A. 突き・押しです。過去6場所の白星は、突き出しが39%、押し出しが35%、押し倒しが4%という内訳になっています(2026年9月場所時点)。まわしを取らずに、離れたまま前へ出て決める形が中心です。
Q3. 若雅は相撲をいつから始めたの?
A. 神奈川県立向の岡工業高校に入ってからです。それ以前は空手とバスケットボールをしていて、小学6年生のときには空手で全国制覇を果たしています。
Q4. 若雅は関取になったことがある?
A. 2026年9月場所時点で、十両以上の番付に上がった経験はありません。最高位は同場所の東幕下十三枚目で、これが自己最高位です。十両への昇進は番付の枚数だけで決まるものではなく、その場所の成績や、十両から幕下へ落ちる力士の数によって変わります。
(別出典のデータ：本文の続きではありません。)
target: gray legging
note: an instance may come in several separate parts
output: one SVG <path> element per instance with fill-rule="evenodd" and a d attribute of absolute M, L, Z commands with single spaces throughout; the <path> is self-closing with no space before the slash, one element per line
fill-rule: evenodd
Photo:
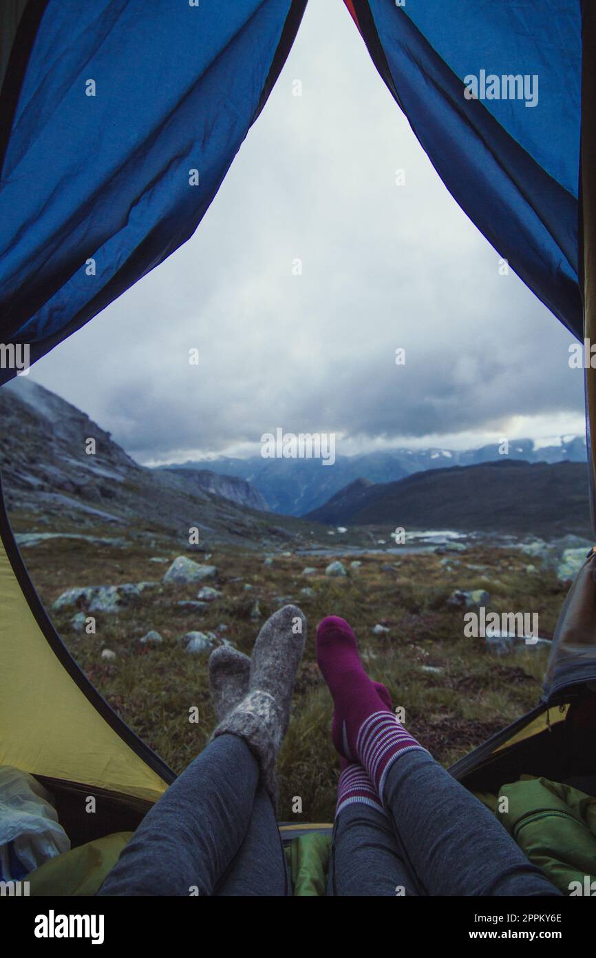
<path fill-rule="evenodd" d="M 329 895 L 559 895 L 505 829 L 426 752 L 386 783 L 387 814 L 336 820 Z M 274 808 L 245 742 L 210 742 L 146 814 L 99 895 L 291 895 Z"/>

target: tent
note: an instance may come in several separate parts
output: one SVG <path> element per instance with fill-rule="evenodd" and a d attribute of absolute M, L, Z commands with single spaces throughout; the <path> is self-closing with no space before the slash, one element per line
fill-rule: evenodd
<path fill-rule="evenodd" d="M 344 3 L 460 206 L 573 335 L 596 338 L 593 5 Z M 11 350 L 29 347 L 34 362 L 191 236 L 305 4 L 5 0 L 0 382 L 15 375 Z M 0 535 L 0 764 L 49 785 L 74 845 L 134 829 L 173 773 L 73 661 L 4 507 Z M 583 736 L 596 692 L 595 574 L 590 553 L 562 611 L 542 701 L 453 767 L 467 786 L 516 770 L 594 771 Z M 82 813 L 89 793 L 96 815 Z"/>

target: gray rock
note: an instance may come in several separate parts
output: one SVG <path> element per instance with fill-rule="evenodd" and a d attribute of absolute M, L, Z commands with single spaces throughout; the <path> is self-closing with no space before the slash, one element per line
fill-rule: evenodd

Q5. 2026年名古屋場所の幕下優勝決定戦で、若雅はどこまで勝ち上がったの?
A. 決勝まで進み、旭富士に寄り切りで敗れました。6勝1敗で並んだ7人によるトーナメントで、そのうち3人が二子山部屋の力士でした。
まとめ
若雅は、高校から相撲を始めて二子山部屋に入り、185センチの長い手足を生かした突き押しで白星を重ねてきた力士です。
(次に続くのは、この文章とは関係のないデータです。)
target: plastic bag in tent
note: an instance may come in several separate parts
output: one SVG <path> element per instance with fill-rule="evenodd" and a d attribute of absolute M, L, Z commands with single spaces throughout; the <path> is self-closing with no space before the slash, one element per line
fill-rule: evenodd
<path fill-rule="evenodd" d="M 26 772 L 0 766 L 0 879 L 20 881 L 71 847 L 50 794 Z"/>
その番付は、長いあいだ幕下と三段目のあいだを上下してきました。2026年3月場所では1勝6敗と大きく負け越し、幕下の下位まで落ちています。
しかし、若雅の土俵はそこで終わりませんでした。続く2場所を5勝2敗、6勝1敗で終え、名古屋場所では幕下優勝決定戦の決勝まで勝ち上がっています。
2026年9月場所の番付は、自己最高位の東幕下十三枚目です。あの決勝で見せた突き押しが幕下上位でどこまで通用するのか、幕下の取組にも目を向けてみてください。
突き押しで勝ち上がった者が、決勝では寄り切りで敗れた。
幕下上位で、その突き押しをどこまで通せるか。
秋場所の幕下、しかと見届けようではないか。